Une pratique encadrée par la loi
Si la mise à disposition de salariés est aujourd'hui en plein développement, c'est d'abord parce que la législation française favorise sa mise en œuvre. De fait, la loi Cherpion en a, en 2011, défini les contours. Afin de « sécuriser » cette pratique de mobilité inter-entreprise, elle a imposé aux parties de conclure une convention de mise à disposition. Le salarié doit par ailleurs donner son accord à cette même mise à disposition, son refus ne devant entraîner ni sanction, ni licenciement, ni mesure discriminatoire. Un avenant à son contrat de travail apportant différentes précisions (horaires, travail confié...) doit également être rédigé.
Surtout, la loi précise que l'opération ne peut être menée à des fins lucratifs. En conséquence, « l'entreprise prêteuse ne facture à l'entreprise utilisatrice (…) que les salaires versés au salarié, les charges sociales afférentes et les frais professionnels remboursés à l'intéressé au titre de la mise à disposition », détaille le texte.
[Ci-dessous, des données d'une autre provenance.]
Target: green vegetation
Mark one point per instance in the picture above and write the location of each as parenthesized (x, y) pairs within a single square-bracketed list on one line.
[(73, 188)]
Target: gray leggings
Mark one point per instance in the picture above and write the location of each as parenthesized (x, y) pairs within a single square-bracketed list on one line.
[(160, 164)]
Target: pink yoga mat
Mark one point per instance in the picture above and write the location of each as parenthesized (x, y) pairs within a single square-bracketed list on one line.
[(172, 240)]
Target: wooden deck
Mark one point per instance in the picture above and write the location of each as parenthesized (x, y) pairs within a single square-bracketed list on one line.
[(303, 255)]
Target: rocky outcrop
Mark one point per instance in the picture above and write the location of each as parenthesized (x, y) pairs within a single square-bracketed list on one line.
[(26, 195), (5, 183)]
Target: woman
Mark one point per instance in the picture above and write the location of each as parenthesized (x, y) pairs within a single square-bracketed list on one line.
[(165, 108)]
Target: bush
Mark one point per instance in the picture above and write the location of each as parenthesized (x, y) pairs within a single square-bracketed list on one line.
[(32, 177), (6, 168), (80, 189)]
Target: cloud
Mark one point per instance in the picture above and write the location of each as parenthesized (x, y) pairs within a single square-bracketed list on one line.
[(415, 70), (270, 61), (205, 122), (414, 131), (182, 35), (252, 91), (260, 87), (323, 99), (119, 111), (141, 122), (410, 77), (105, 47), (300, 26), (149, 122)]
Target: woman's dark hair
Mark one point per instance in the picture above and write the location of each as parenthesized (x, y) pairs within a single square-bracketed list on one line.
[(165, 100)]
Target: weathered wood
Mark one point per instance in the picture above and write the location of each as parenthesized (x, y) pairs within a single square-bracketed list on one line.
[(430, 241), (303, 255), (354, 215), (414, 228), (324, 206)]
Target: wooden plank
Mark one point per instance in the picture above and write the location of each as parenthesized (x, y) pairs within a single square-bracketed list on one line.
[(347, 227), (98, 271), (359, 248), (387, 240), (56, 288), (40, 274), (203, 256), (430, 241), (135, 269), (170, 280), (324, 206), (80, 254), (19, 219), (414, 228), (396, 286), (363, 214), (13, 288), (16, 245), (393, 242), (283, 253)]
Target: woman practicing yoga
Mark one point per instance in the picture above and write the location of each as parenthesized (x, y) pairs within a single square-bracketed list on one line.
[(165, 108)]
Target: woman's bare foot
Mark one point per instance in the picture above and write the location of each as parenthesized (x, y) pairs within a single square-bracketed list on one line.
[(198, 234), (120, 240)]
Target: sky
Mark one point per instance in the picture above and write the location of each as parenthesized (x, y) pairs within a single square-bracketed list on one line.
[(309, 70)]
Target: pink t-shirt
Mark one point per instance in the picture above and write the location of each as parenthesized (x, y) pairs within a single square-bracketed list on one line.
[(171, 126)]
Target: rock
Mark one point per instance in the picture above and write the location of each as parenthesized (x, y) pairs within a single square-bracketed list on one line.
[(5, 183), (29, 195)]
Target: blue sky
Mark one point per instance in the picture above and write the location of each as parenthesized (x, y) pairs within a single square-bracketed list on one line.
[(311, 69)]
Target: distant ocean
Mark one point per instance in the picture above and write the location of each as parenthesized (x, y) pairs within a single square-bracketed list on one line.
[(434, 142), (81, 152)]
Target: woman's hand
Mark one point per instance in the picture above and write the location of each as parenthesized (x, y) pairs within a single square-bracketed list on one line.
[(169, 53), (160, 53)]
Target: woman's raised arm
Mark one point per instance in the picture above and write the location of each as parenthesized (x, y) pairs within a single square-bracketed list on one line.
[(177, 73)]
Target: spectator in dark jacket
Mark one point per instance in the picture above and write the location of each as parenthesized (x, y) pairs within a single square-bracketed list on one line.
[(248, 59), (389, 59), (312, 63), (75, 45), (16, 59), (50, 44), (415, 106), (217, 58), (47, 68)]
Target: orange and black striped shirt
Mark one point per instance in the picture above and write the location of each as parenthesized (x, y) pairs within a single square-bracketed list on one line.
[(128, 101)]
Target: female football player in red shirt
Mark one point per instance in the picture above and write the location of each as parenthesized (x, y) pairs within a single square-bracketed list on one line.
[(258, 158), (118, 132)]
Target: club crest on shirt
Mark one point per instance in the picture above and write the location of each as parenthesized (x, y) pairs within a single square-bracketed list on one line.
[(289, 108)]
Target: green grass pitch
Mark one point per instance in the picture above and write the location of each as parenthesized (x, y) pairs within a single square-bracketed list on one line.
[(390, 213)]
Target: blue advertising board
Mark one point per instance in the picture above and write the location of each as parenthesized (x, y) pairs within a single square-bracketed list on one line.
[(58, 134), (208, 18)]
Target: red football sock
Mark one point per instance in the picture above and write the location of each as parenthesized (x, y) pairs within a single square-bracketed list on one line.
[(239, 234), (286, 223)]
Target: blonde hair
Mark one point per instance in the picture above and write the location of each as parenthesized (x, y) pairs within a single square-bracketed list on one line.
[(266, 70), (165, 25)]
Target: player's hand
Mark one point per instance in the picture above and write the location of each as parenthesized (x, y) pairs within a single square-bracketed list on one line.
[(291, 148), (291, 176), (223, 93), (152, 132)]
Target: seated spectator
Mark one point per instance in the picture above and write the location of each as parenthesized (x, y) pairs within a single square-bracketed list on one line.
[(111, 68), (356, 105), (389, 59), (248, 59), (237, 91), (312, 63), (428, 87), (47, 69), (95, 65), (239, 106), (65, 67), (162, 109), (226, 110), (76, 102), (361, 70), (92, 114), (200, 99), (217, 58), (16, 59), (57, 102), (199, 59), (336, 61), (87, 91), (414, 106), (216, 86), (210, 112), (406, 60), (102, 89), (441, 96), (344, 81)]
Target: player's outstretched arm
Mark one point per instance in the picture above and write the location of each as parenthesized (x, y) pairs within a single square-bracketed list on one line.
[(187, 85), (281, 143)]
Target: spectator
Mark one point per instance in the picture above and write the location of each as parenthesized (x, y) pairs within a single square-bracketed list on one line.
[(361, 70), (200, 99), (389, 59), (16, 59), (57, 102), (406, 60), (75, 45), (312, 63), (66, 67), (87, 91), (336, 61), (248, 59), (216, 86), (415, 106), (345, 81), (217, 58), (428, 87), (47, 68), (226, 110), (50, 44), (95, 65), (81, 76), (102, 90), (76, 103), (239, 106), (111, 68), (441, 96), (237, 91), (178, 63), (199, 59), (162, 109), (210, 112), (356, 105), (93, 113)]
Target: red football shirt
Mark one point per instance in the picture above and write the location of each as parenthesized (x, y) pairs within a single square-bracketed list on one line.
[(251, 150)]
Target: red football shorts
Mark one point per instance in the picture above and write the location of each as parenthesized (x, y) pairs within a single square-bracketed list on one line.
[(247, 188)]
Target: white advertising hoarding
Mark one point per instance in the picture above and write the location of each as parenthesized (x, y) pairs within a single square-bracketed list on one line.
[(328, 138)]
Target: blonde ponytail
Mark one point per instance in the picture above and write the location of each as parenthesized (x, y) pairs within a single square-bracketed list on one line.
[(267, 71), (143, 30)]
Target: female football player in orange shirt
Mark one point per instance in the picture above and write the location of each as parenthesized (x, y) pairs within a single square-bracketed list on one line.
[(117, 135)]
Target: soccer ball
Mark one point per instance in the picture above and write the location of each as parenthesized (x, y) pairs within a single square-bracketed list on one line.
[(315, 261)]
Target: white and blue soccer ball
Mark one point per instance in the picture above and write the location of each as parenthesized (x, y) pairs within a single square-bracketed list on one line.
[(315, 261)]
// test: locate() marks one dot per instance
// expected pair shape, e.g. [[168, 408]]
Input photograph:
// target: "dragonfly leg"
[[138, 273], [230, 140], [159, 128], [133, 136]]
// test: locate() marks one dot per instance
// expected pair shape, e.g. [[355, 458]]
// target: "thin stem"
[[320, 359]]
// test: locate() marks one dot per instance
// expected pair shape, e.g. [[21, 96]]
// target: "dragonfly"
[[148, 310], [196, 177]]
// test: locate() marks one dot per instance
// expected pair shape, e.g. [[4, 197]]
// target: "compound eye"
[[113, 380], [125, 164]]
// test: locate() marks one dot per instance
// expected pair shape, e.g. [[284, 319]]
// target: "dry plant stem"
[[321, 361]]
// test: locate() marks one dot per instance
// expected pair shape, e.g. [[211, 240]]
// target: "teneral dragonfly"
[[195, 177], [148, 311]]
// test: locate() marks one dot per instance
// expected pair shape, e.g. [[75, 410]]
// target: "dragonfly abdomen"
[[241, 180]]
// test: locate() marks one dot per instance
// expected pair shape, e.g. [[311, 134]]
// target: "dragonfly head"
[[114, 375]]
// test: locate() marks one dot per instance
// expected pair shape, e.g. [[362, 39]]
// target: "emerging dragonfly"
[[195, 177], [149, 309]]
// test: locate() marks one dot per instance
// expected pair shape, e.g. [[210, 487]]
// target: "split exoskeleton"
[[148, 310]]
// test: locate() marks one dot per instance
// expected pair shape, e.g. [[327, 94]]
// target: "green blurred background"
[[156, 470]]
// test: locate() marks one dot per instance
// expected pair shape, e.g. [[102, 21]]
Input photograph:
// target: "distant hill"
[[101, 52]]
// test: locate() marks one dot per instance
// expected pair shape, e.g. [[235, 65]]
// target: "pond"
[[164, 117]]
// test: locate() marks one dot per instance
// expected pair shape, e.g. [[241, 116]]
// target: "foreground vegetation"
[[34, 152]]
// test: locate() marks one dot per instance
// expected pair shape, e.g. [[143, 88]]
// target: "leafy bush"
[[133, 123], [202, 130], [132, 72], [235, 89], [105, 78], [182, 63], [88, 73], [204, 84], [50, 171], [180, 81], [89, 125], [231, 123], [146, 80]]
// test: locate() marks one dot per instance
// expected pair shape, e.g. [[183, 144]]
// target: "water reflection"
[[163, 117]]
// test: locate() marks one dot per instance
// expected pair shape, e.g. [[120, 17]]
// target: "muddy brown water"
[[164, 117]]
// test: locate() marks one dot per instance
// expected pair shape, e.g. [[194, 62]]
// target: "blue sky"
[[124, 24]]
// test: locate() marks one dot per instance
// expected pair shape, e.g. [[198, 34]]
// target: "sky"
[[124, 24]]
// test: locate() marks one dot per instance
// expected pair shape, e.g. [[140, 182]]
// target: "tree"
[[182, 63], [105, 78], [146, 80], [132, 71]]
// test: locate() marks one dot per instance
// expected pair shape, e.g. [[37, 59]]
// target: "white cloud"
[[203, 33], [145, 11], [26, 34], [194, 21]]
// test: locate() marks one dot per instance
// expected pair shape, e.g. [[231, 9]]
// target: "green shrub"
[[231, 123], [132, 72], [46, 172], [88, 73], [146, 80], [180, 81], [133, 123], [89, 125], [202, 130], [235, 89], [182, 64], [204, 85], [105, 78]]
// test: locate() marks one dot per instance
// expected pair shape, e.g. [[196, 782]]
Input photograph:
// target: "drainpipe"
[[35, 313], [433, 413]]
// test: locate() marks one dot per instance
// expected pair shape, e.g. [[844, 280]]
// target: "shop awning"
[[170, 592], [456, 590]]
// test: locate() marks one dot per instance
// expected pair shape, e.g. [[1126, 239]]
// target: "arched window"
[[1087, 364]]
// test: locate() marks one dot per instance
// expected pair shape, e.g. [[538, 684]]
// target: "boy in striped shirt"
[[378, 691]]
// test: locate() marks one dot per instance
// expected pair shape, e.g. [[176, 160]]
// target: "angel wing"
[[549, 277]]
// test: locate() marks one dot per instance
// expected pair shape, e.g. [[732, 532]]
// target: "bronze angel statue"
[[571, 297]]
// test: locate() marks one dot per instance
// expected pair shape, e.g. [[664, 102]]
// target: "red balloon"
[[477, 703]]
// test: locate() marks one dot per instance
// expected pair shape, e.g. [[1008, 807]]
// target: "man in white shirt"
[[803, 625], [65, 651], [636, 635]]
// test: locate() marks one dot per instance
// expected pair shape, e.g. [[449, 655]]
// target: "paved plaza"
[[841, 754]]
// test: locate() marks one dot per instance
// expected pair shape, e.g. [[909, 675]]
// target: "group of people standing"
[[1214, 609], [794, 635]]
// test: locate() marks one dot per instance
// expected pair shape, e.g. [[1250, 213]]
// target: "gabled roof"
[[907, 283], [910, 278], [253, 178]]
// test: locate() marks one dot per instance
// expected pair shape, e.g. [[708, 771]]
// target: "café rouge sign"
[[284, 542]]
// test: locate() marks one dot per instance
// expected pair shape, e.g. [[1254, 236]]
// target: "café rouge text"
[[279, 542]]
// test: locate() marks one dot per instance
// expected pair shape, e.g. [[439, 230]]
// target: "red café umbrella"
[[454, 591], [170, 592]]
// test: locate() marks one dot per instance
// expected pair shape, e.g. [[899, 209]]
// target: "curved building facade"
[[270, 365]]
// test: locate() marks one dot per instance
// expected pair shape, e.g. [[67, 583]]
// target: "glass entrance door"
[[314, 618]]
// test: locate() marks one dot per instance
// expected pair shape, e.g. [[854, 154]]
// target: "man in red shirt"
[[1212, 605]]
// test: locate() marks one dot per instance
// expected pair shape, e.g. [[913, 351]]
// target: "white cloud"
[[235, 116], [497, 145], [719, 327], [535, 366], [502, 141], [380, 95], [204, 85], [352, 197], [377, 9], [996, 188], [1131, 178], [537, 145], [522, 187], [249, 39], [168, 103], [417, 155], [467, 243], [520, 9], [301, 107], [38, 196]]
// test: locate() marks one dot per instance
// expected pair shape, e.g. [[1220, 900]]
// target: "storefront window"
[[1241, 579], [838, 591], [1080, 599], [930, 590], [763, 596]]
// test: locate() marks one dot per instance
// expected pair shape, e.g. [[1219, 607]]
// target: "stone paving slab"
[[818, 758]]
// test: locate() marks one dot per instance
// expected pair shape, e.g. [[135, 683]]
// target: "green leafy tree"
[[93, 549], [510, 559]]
Les ordonnances Macron sur le travail ont donné depuis le 1er janvier 2018 une nouvelle impulsion au dispositif, facilitant sa mise en place dans des start-up ou PME. Ces textes ont permis que la somme facturée par l'entreprise prêteuse soit inférieure au coût réel du salarié. De quoi donner la possibilité à des petites structures de bénéficier, pour une durée maximum de 2 ans, des compétences d'un cadre expérimenté dont elles n'auraient pu, en temps normal, se payer les services. Seules conditions : l'entreprise prêteuse doit avoir plus de 5 000 salariés, celle recevant le salarié moins de 250 salariés ou avoir moins de 8 ans d'existence.
« Trouver de la flexibilité dans un marché du travail difficile »
Une mise à disposition de salariés de plus en plus prisée des organisations ? Une évolution des mentalités est, de fait, constatée dans les entreprises. Prenant conscience des atouts d’une telle pratique, elles sont de plus en plus nombreuses à accepter que leurs collaborateurs partent temporairement dans une autre structure.
Les entreprises peuvent voir dans la mise à disposition de salariés un moyen de « trouver de la flexibilité dans le cadre d'un marché du travail difficile », indique Henri Bergeron, directeur de l'Executive Mastère Spécialisé® Management des politiques publiques de Sciences Po Executive Education. C'est d'ailleurs là l'un des moteurs historiques du prêt de main d’œuvre entre entreprises : permettre à une société d' « alléger provisoirement sa masse salariale », poursuit Henri Bergeron, sans avoir à licencier ou recourir à des dispositifs de chômage partiel. Ce qui lui évite, dans le même temps, de perdre définitivement des compétences. Si l'engagement des sociétés dans de telles démarches va crescendo, il n' exclut pas une certaine prudence quant au profil de l'entreprise avec laquelle aura lieu l'échange. La priorité étant d'éviter de transmettre, par l'intermédiaire d'un collaborateur, des informations, une expertise, un savoir-faire, qui pourraient profiter à la concurrence. « La mise à disposition de salariés se fera donc prioritairement entre organisations ayant déjà une interdépendance forte et une loyauté réciproque, ou qui n'évoluent pas sur le même marché, n'ont pas la même taille, ne sont pas en situation de concurrence », estime Henri Bergeron.